Para quem observa o retrato da economia espanhola durante o reinado de Isabel II e, em geral, ao longo do século XIX, o primeiro fenômeno que chama a atenção é o de estagnação. Isso não significa que a economia espanhola não cresceu durante este período: a população aumentou de cerca de sete milhões no início do século XIX para cerca de dezenove milhões no final do século; a produção de alimentos, vestuário e habitação foi desenvolvida ao longo dos anos, pelo menos, suficiente para cobrir, ainda que precariamente, as necessidades da população crescente; construiu-se uma grande parte da rede ferroviária; as cidades cresceram rapidamente; diversas indústrias, incluindo tecidos de algodão, aço e mineração, viram sua produção multiplicar-se. Mas, apesar desse progresso, em comparação com muitos outros países europeus, a economia espanhola estagnou visivelmente. Ou seja, existia um fosso crescente entre a renda europeia e a espanhola.

Transformação Agrícola e Inovações Técnicas

Do ponto de vista da transformação agrícola, levaram-se a cabo inovações em técnicas agrícolas? Não, pois os novos proprietários preferiram manter os sistemas operacionais ao invés de investir em melhorias. Assim, o rendimento da terra não aumentou, e o aumento da produção só ocorreu devido ao cultivo de mais terras após a desamortização. Mesmo o rendimento médio por unidade de área baixou, porque a nova terra cultivada era de má qualidade.

Declínio da Pecuária e Fertilização

O confisco e a revolução liberal também marcaram o declínio do efetivo pecuário, em parte porque muitas das terras que haviam servido como pastagens foram cultivadas, mas também porque houve a introdução de espécies mais rentáveis para lã e produtos têxteis mais competitivos. O resultado foi que a indústria ovina experimentou uma diminuição significativa no número de cabeças devido à redução das terras de pastagem. Também diminuiu o fertilizante natural, que ajudava a sustentar a produção.

Protecionismo e Lucros dos Latifundiários

Enquanto a maior produção de batata e milho, especialmente no norte, o trigo e outros produtos derivados de cereais se mantiveram como o alimento básico e fundamental da imensa maioria da população. Os trabalhadores permaneceram como diaristas, com baixos salários. Por sua vez, os governos moderados, defendendo os interesses dos latifundiários, realizaram uma política comercial protecionista precisamente para garantir a venda a preços elevados da produção, reservando assim o mercado nacional.

O resultado é que, em anos de boas colheitas, os preços permaneceram relativamente altos, na ausência de concorrência externa e de um mercado interno suficientemente articulado (boa comunicação entre as diferentes partes do país), enquanto em anos de colheitas pobres os preços subiram. Assim, os proprietários começaram a acumular grandes lucros desta forma, mas sem investir na melhoria da produção, já que o governo lhes garantia um mercado reservado.

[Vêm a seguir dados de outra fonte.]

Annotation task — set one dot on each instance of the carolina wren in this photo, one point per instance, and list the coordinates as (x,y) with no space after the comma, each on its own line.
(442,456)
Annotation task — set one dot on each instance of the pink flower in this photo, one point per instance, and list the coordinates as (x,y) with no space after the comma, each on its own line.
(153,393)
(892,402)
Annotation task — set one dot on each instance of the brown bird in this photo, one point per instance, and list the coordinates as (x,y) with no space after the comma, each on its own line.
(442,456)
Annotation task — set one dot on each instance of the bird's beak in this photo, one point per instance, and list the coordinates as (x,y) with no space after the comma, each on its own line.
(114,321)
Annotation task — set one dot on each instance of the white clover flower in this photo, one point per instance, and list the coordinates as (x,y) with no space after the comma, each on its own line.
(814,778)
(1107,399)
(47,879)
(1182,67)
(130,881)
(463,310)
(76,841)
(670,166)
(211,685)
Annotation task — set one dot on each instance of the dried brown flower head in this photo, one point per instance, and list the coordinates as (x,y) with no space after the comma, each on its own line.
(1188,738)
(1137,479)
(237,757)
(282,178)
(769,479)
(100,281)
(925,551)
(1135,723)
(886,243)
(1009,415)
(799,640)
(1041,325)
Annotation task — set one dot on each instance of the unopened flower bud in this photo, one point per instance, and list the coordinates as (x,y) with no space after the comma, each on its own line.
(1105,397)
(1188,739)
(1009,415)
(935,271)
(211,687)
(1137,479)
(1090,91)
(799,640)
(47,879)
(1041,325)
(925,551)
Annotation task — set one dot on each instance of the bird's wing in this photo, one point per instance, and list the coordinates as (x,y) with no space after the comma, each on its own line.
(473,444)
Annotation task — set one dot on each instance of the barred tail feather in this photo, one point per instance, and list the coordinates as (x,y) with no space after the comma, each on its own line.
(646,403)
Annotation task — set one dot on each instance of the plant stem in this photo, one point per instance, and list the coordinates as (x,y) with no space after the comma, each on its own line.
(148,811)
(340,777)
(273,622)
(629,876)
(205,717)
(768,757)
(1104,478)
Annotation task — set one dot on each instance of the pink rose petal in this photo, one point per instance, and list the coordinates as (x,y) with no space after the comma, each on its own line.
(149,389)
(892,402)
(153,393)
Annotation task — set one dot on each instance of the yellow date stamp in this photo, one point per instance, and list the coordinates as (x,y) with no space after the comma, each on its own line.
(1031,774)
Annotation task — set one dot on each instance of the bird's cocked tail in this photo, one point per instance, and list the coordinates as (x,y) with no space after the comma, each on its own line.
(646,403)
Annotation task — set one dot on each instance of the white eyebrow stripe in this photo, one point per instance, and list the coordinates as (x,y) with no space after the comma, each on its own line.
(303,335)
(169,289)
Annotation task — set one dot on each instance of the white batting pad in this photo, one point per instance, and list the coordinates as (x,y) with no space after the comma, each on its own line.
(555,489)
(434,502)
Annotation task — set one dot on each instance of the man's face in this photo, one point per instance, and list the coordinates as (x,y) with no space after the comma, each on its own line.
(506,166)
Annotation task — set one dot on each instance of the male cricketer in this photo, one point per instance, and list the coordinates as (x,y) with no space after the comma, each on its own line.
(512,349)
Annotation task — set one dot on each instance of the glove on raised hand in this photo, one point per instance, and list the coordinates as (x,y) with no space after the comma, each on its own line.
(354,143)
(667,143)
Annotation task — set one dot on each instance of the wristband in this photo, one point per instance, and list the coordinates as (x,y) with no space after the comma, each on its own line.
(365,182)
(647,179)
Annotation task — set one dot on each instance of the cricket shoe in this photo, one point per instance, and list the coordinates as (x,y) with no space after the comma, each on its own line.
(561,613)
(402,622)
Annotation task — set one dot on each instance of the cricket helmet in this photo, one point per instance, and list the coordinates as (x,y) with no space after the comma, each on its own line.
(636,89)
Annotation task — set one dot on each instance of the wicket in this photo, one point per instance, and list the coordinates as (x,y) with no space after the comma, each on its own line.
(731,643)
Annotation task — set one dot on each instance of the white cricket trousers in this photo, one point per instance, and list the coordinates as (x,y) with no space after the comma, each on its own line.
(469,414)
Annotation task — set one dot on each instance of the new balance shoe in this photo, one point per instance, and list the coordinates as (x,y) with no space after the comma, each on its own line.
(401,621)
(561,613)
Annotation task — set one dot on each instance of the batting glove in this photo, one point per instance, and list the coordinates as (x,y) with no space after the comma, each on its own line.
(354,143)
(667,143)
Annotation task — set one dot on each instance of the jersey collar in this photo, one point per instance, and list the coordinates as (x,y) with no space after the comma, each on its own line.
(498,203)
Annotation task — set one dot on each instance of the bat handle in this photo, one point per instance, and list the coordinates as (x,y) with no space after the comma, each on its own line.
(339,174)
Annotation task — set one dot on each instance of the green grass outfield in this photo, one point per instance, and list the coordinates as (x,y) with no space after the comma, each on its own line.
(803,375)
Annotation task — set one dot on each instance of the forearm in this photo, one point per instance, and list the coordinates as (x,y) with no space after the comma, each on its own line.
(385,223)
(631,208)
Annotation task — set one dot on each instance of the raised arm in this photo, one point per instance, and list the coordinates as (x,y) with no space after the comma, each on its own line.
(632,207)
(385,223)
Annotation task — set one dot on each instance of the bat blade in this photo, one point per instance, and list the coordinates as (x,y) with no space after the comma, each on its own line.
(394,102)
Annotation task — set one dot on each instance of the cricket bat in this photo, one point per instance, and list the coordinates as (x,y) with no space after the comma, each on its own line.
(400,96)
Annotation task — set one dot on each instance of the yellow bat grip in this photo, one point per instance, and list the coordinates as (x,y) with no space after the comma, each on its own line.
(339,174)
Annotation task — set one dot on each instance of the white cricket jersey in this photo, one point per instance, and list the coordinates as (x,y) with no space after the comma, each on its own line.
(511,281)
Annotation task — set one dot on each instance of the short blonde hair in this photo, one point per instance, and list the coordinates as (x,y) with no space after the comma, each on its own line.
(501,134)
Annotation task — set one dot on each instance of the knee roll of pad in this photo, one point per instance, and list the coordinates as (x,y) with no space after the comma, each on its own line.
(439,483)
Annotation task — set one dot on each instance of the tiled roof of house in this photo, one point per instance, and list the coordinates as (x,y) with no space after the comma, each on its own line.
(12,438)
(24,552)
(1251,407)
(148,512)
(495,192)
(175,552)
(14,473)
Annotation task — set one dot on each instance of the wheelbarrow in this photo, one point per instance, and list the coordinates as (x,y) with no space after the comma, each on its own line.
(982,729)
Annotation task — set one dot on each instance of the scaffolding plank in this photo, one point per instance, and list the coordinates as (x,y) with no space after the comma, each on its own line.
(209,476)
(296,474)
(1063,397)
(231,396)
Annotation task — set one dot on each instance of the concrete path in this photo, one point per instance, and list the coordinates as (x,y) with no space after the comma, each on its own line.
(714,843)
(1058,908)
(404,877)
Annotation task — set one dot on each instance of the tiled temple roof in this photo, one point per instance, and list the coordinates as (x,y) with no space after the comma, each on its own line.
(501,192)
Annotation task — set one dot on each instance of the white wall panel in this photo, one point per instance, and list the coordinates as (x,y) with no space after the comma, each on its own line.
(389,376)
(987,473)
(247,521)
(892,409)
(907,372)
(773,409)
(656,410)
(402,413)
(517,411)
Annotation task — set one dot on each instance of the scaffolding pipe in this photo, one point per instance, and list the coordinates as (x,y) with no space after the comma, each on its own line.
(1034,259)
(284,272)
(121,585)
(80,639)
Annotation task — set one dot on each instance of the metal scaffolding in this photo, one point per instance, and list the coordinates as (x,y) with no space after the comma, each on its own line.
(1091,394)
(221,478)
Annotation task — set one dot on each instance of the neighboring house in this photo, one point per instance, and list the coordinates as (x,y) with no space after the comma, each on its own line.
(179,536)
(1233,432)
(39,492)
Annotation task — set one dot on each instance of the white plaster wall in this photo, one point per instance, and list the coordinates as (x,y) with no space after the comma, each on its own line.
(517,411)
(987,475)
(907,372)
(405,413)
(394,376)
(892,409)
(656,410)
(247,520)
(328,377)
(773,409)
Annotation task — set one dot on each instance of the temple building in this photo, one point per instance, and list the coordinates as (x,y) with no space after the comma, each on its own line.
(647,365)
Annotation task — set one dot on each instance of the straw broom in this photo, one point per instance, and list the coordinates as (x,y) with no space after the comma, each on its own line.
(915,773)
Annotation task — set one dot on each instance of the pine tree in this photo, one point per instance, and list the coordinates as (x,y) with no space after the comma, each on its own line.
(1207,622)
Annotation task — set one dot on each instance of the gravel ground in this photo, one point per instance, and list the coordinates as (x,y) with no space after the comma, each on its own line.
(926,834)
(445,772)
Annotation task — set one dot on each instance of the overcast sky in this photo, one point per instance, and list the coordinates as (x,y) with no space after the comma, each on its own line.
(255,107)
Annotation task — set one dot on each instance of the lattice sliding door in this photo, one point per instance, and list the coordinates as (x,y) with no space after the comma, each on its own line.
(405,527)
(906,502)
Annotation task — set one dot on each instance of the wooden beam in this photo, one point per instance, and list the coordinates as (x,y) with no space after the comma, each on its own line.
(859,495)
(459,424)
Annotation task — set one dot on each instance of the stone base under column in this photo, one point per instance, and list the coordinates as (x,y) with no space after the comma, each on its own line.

Conclusão: Obstáculo ao Desenvolvimento

Em suma, apesar de todas as mudanças na agricultura ocorridas durante a primeira metade do século XIX, estamos diante de uma agricultura estagnada, que fornecia trabalho para a indústria (por falta de mecanização) ou mercado suficiente para os produtos manufaturados, ou o investimento de capital necessário para ser suscetível a melhorias. Tomados em conjunto, a agricultura seria um obstáculo importante para o desenvolvimento de outros setores produtivos.